In one implementation, the control component 120 controls the video playback component 118 by sending control instructions to the video playback component 118. Each instruction commands the video playback component 118 to present a specified video frame at a particular time t. Over the course of slowing the video stream down, the control component 120 will send instructions to the video playback component 118 that specify video frame positions that increasingly fall behind corresponding audio frame positions. Over the course of resynchronizing the video stream, the control component 120 will send instructions to the video playback component 118 that specify video frame positions that increasingly catch up to corresponding audio frame positions. In another implementation (described below), the control component 120 can send a temporally partitioned version of the video stream (having plural component streams) to the video playback component 118, and instruct the video playback component 118 to simultaneously play the component streams at a prescribed playback rate. In another implementation (described below), the control component 120 can send a digest to the video playback component 118, and instruct the video playback component 118 to play the digest at a prescribed playback rate.

At any time in the desynchronized state, the audio playback component 116 and the video playback component 118 no longer present audio portions and video portions in synchronization with each other. This means that, during this state, the audio content is decoupled from the video content. This further means that the time information embedded in the media item no longer dictates the manner in which the audio content is presented relative to the video content.

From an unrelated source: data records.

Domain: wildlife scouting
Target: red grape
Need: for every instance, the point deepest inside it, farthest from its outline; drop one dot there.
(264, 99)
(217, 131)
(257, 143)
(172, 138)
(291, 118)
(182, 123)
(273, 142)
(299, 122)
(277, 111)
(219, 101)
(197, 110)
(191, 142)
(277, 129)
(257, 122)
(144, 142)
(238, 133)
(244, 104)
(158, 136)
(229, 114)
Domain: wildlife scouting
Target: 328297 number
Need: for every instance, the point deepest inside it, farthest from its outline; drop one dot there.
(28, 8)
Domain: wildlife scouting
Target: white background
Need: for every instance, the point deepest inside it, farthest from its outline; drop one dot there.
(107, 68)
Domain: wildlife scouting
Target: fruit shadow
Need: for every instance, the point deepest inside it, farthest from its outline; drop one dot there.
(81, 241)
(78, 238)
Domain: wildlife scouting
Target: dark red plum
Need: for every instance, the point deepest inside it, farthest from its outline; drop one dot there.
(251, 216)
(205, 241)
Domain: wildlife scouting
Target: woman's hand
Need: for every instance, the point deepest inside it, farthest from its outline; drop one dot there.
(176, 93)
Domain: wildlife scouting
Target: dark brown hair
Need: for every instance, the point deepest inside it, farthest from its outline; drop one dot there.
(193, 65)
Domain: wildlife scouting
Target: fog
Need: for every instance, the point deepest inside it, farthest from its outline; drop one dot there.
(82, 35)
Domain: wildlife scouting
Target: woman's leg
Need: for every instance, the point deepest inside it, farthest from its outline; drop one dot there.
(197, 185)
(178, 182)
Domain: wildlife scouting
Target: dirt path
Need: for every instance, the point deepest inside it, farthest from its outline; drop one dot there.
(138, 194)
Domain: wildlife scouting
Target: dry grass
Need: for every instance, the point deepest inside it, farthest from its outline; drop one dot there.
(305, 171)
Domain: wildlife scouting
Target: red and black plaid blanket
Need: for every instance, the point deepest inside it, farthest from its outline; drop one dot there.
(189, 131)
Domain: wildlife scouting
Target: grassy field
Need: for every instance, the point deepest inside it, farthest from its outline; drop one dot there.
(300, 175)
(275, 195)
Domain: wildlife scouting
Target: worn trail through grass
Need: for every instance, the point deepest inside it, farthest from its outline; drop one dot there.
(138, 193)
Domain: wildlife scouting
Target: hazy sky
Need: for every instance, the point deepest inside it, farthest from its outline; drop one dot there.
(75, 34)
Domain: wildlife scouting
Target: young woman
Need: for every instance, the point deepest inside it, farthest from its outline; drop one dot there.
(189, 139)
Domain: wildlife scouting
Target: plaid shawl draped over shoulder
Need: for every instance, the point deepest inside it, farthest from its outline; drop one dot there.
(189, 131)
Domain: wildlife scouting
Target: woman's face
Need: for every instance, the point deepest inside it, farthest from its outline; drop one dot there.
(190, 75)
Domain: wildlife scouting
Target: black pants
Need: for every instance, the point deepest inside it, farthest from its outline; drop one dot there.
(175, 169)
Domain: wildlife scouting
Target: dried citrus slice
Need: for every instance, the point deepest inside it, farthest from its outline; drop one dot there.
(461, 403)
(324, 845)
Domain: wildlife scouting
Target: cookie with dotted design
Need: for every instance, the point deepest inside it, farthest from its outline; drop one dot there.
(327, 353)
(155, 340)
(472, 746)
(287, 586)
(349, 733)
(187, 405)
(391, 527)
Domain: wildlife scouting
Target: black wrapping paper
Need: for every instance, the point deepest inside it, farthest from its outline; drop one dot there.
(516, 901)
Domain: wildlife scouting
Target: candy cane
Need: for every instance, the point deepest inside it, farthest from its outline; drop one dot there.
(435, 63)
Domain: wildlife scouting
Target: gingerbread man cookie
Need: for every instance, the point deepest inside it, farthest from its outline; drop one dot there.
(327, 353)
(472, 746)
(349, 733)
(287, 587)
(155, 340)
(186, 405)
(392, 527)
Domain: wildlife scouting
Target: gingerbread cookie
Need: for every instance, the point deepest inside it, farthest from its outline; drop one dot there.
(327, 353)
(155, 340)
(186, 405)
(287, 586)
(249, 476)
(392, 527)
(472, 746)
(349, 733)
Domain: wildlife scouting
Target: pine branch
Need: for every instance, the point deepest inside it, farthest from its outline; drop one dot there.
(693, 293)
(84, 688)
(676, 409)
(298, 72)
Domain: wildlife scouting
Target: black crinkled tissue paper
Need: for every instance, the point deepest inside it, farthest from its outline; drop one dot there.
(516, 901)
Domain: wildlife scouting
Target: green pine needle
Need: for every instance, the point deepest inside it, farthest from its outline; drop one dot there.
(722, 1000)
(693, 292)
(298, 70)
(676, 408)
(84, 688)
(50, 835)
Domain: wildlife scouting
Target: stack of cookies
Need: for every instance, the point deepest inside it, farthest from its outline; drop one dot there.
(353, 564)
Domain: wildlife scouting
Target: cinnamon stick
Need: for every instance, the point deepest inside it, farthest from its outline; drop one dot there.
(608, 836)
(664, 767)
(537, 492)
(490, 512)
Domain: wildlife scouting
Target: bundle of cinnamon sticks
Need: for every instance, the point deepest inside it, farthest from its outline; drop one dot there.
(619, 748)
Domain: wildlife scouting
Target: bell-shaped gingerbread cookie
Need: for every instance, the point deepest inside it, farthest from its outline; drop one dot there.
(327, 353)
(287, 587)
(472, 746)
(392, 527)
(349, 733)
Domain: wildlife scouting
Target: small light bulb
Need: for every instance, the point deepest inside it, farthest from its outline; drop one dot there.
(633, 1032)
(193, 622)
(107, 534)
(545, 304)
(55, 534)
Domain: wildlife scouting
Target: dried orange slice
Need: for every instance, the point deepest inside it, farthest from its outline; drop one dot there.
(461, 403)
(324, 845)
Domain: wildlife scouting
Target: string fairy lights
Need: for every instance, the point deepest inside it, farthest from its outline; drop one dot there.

The video playback component 118 can carry out instructions sent by the control component 120 in different ways. In one implementation, the video playback component 118 buffers the video stream provided by the AV preprocessing component 114, and plays the video stream back at a timing specified by the control component 120. In another implementation, the video playback component 118 receives plural component streams and/or a digest from the control component 120, and plays that video information at a rate specified by the control component 120.

A configuration component 126 allows a user to control any aspect of the behavior of the control component 120. For example, the configuration component 126 can allow the user to specify the manner in which the RBDC 124 speeds up the video stream. For instance, the configuration component 126 allows the user to specify a resumption technique that will be used to provide a compressed video stream. The configuration component 126 can also allow the user to specify a time span (T_accel) over which the compressed video stream is presented.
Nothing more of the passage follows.